Lowell Jenkins Chawner, 83, a former trade and economic development official with the Commerce and State departments, died Nov. 23 at South Coast Community Hospital in South Laguan Beach, Calif. He had a heart ailment.
Dr. Chawner began his government career in 1935 with the Commerce Department, where he was head of the bureau of foreign and domestic commerce. He later served as a special assistant to the secretary.
During World War II, he entered the Army and became director of economic policy on the staff of Gen. Dwight D. Eisenhower, the supreme allied commander in Europe. Later, he was chief of the plans branch for U.S. military government in Europe. He was awarded the Legion of Merit and held the rank of colonel when he left the service.
After the war, Dr. Chawner became a senior economic analyst with the Central Intelligence Agency. He was on the staff of the Council of Economic Advisers in the first Eisenhower administration and then, in 1955, he joined the State Department.
He was assigned to Korea, where he was economic adviser and later acting director of the U.S. operations mission there. He was economic adviser to the government of Korea at the time of his return to the United States about 1960.
His last government post was with the International Cooperation Administration, a precedessor to the Agency for International Development, from which he retired in 1961.
Dr. Chawner was born in El Modena, Calif., and grew up in Pasadena. He served in the Army in Europe during World War I.
He earned a bachelor's degree at Occidental College in California and then was on the faculty there. He took a degree in civil engineering at Cornell University and also taught there. He taught briefly at Columbia University before moving to Washington and beginning his government career.
In the late 1940s and early 1950s, Dr. Chawner earned master's and doctoral degrees in economics at Harvard University.
After leaving the government, he taught at the business school of the University of Washington in Seattle and then at Fresno State College in California. He retired to the Laguna Beach area in 1971.
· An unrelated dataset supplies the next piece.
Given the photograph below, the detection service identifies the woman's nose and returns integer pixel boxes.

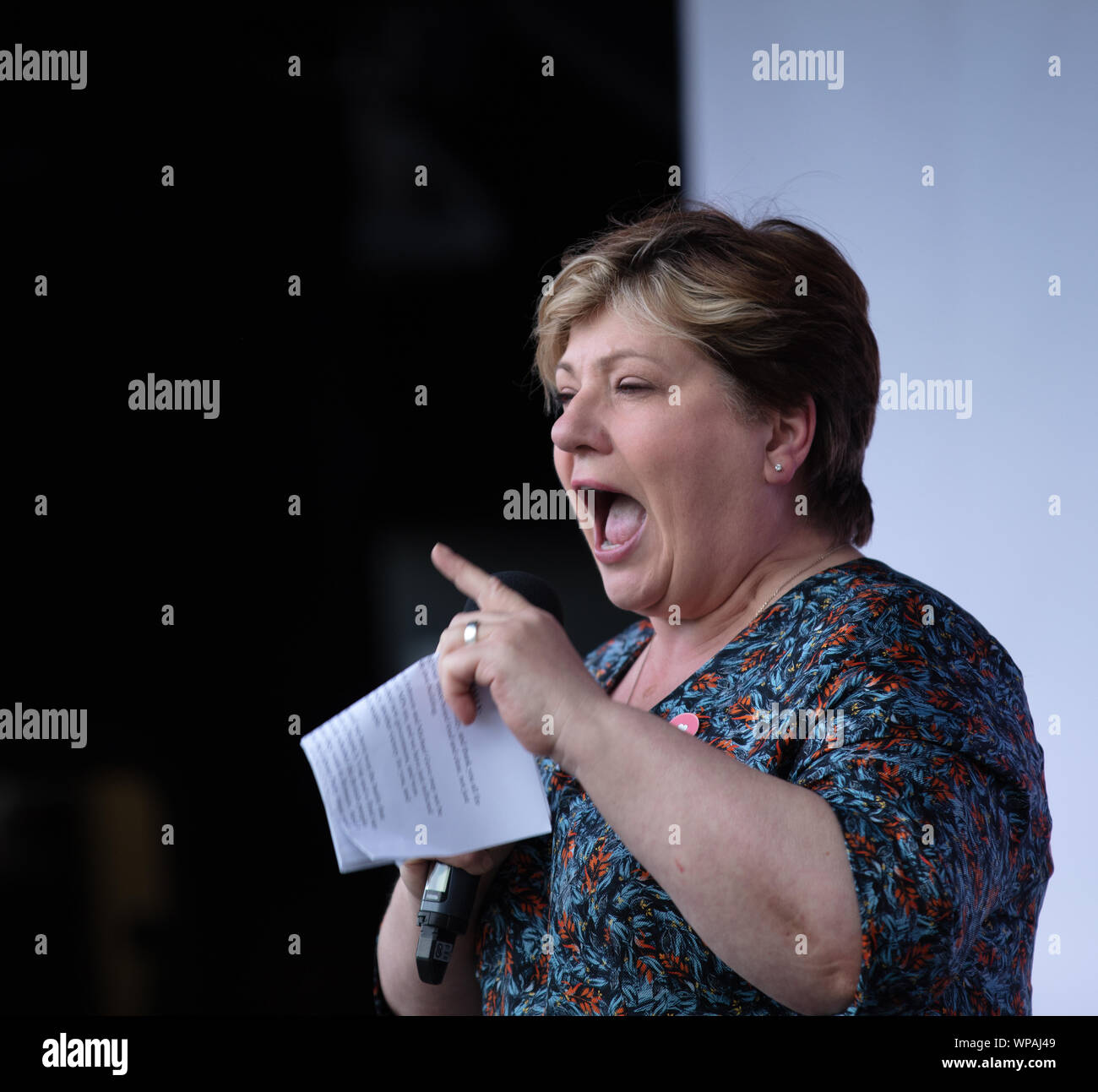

He was a member of the American Economic Association, the Royal Economic Society and the Cosmos Club.
Survivors include his wife, Lucia Soule Chawner of Laguna Hills, Calif.; four daughters, Priscilla Mary Ketsher of Reedley, Calif., Lucia Martha Chawner of Dallas, Texas, Grace C. Bowles of Pella, Iowa, and Lydia C. Hadley of Columbus, Ohio; a brother, William Donald Chawner of Del Mar, Calif., and 10 grandchildren.